I want to find the $\prod_{p-primes}^{\infty} \frac{p}{p-1}$. This question stems from a question from amc 12a 2018. It goes as follows: Let $A$ be the set of positive integers that have no prime factors other than $2$, $3$, or $5$. The infinite sum
$$\frac{1}{1} + \frac{1}{2} + \frac{1}{3} + \frac{1}{4} + \frac{1}{5} + \frac{1}{6} + \frac{1}{8} + \frac{1}{9} + \frac{1}{10} + \frac{1}{12} + \frac{1}{15} + \frac{1}{16} + \frac{1}{18} + \frac{1}{20} + \cdots$$
of the reciprocals of the elements of $A$ can be expressed as $\frac{m}{n}$, where $m$ and $n$ are relatively prime positive integers.
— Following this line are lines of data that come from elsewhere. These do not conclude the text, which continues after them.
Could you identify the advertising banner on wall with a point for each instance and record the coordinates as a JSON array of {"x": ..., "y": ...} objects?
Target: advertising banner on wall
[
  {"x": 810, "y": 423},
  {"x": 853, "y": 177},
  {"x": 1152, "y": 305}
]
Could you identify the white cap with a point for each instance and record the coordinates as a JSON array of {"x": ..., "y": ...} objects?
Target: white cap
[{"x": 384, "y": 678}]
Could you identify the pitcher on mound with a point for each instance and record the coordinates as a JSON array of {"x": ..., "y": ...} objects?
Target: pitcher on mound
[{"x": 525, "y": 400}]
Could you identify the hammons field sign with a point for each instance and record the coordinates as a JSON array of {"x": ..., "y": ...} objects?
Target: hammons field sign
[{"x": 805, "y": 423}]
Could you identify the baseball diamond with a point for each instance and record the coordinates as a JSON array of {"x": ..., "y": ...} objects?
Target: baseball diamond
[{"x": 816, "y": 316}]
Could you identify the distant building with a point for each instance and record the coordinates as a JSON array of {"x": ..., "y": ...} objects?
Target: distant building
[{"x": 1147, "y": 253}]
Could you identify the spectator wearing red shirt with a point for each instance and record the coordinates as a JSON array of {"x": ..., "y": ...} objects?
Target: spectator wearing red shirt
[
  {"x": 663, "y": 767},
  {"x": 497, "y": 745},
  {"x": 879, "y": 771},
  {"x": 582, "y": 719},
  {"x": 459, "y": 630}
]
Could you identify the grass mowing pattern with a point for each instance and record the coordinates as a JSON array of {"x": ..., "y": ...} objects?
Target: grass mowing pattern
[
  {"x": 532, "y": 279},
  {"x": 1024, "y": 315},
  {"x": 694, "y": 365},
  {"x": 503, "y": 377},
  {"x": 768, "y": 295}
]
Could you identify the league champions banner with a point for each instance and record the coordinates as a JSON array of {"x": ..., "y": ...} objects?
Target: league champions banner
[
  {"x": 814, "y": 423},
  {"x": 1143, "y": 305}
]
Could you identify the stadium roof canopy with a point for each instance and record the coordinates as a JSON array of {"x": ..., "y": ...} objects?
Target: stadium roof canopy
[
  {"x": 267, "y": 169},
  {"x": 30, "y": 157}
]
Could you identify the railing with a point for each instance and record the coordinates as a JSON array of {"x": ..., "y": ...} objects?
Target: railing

What is $m+n$? Through some working out you can work out that the solution to this question is $\sum_0^\infty \frac{1}{2^n}$$\sum_0^\infty \frac{1}{3^n}$$\sum_0^\infty \frac{1}{5^n}$, simple power series multiplication. But I started to wonder what the sum would be if $A$ was the set of positive integers that have no prime factors other than all primes. I think that the product will converge since $\sum_1^\infty log(a_n)$ seems to converge, but hey I could be wrong.

Answer 1

${p\over p-1}=1+{1\over p-1}>1+\frac1p$ and the sum of the reciprocals of the primes diverges, so the given product also diverges.